Her wonderful editing job has made my essay more readable to others and I appreciate her hard work. The original essay was simply an outpouring by me and thus not very structured. 
Her email is very timely, as I have been thinking of Tracy all month. I think of her often, but much more so since her birthday, June 6th (she would have been 26) and the approaching anniversary of her death, July 2nd.
I posted the original version of the essay, January 9th. Here is the edited version:
TRACY
by Amy Pezzoni
I taught myself how to knit out of a book last June.
It was a rough time for our family. My brother's girlfriend had been diagnosed with type B Non-Hodgkin's Nodular Lymphoma in the most advanced state 3-1/2 years earlier.
Tracy was special to everyone who knew her. She had a smile for all, even on her worst days. A wonderful mother, Tracy loved her daughter very much. My brother was transformed when Tracy entered his life; he moved from an existence of drugs and crime, to one of love and parenting. He and Tracy had started dating when she was pregnant, and he had been "Daddy" to her daughter since before she was born.
Tracy was a fighter. She had long held the cancer off - every year she would be proclaimed clear of the cancer, only to discover six months later it had returned. She & my brother would have married, but she would have lost her medical coverage. My brother could not afford her bills and she would not have received the excellent medical treatment that allowed her three and a half more years with her daughter. Tracy's treatments started the day after her daughter turned one.
My own immediate family was going away to a cabin for a few days and I needed a solo activity. I had always wanted to learn to knit, so along came my learn-to-knit book. I completed a dishcloth pattern, then I decided to challenge myself with my next project; a baby blanket I had seen online. The repeating hourglass pattern would be fantastic practice for me, so I cast on and began knitting. About the time we returned from our trip, Tracy began to go downhill quickly.
Upon our return we saw Tracy for her birthday.
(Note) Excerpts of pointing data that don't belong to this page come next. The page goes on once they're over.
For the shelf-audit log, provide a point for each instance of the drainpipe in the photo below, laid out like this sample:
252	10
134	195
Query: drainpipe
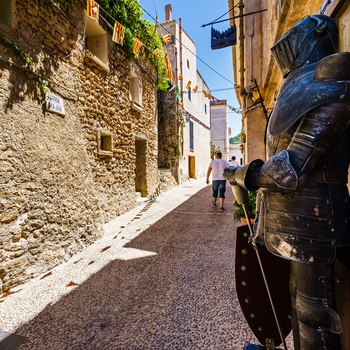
241	48
182	81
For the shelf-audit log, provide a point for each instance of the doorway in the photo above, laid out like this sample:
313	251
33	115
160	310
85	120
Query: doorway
192	167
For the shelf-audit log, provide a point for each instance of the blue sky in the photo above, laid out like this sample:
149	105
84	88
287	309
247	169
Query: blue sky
217	67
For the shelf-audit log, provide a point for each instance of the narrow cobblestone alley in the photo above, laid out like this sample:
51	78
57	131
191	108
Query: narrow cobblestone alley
148	284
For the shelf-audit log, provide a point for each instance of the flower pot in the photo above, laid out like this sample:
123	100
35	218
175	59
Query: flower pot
245	222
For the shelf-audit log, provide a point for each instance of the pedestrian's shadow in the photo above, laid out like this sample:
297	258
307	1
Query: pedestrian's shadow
120	306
She was dying. It was hard to find a card that didn't mention the next year or how horrible birthdays were, but I found one that said, "Consider this a hug with a crease in the middle." Tracy spent her birthday in bed, on oxygen, itching terribly from the cancer. She looked so tired, so drained from her long fight and required frequent blood transfusions.
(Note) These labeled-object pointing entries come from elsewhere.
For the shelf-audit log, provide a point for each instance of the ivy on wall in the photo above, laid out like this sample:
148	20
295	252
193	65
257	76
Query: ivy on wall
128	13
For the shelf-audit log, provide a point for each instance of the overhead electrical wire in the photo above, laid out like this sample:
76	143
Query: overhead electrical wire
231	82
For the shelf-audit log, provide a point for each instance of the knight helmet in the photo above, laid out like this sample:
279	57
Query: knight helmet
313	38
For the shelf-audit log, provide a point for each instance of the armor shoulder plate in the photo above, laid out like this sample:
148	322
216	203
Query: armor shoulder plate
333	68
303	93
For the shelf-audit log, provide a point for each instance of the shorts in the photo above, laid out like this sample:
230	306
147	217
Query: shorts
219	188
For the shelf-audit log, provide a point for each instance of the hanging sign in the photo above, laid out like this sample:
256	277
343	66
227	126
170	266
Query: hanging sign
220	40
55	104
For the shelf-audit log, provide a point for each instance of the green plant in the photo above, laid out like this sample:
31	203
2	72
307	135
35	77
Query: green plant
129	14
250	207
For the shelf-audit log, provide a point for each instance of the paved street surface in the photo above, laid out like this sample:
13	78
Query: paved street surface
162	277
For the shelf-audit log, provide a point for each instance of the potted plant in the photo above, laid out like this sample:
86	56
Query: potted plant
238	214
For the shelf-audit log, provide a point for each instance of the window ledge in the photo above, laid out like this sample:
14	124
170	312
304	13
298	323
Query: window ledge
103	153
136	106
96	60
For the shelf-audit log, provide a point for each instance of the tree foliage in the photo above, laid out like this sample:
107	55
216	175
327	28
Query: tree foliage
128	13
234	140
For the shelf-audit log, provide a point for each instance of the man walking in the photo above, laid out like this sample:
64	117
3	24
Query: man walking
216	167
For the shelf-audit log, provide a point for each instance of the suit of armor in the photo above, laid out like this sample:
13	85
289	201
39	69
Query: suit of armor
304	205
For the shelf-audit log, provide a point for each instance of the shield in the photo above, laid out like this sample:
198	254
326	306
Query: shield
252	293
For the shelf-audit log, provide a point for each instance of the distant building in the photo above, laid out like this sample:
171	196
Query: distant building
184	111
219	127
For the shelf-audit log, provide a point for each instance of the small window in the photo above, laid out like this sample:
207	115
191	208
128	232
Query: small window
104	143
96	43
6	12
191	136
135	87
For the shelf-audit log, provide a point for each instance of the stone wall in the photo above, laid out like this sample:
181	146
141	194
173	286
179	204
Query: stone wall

Working on the blanket my thoughts were constantly with Tracy. As I knitted, I raged about her disease. How could a young mother be forced to go through something so horrible? How could she be taken from her bright beautiful daughter, and not be able to see her grow up? She will never see the milestones that other parents can take for granted. I cried into that blanket many times.
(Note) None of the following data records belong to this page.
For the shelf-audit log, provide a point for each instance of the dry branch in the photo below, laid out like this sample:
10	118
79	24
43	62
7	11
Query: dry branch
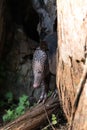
34	117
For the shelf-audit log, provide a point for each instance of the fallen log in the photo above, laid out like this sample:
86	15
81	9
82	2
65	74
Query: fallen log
34	117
The blanket slowly came to belong to Tracy. I started knitting as fast as my beginner hands would let me. I made several mistakes along the way, but was too inexperienced and in too much of a hurry to go back and fix them. Since I had decided that since this blanket was Tracy's, I needed to give it to her. I did not know how much time I had, so I just had to go as quickly as possible.
I kept telling myself I would stop with the next hourglass repeat, but was driven to keep going. The pattern called for seven skeins of yarn, but when I was almost finished with the fourth I received word that Tracy's vitals had cut in half. This was it for her, it was a matter of hours.
I made arrangements for someone to watch my son and grabbed the blanket in progress. My plan was to finish off the blanket right where I was and give it to her. Five minutes into the drive to the hospital 45 minutes away, I called my step-mom to let her know I was on the way. They, too, were on their way to the hospital, but my brother had just called her to tell her that Tracy had passed. It was impossible to drive with my eyes filled with tears of grief, I pulled into the nearest parking lot and cried.
I was sad and angry. I didn't know what to do with myself, so I just cried against the steering wheel and thought of Tracy. Memories of her began to surface and I let them wash over me. I called my friend who was watching my son, and told her the news. When she asked if there was anything she could do, I asked if she would light a candle for Tracy. Thinking about that candle helped me regain enough control to safely drive to the hospital to be there for my brother and her family. At one point I mentioned the blanket to my brother and he told me that she didn't need it anymore.
I finished off the blanket that night. It crossed my mind to complete the entire blanket, but I knew that it would be too painful, and that I would be tempted to put it away. It was important to me that I finish it, even half done. When I saw her daughter a few weeks later, I handed her the blanket. I told her that I had made it for her mommy, and since her mommy couldn't use it, I hoped she would take care of it for her - that she would snuggle with the blanket and remember the love of her mother and our family.
She accepted the blanket and pointed out a star in the night sky. She told me that was the first star of the night, "Mommy said that first star would be her watching over me."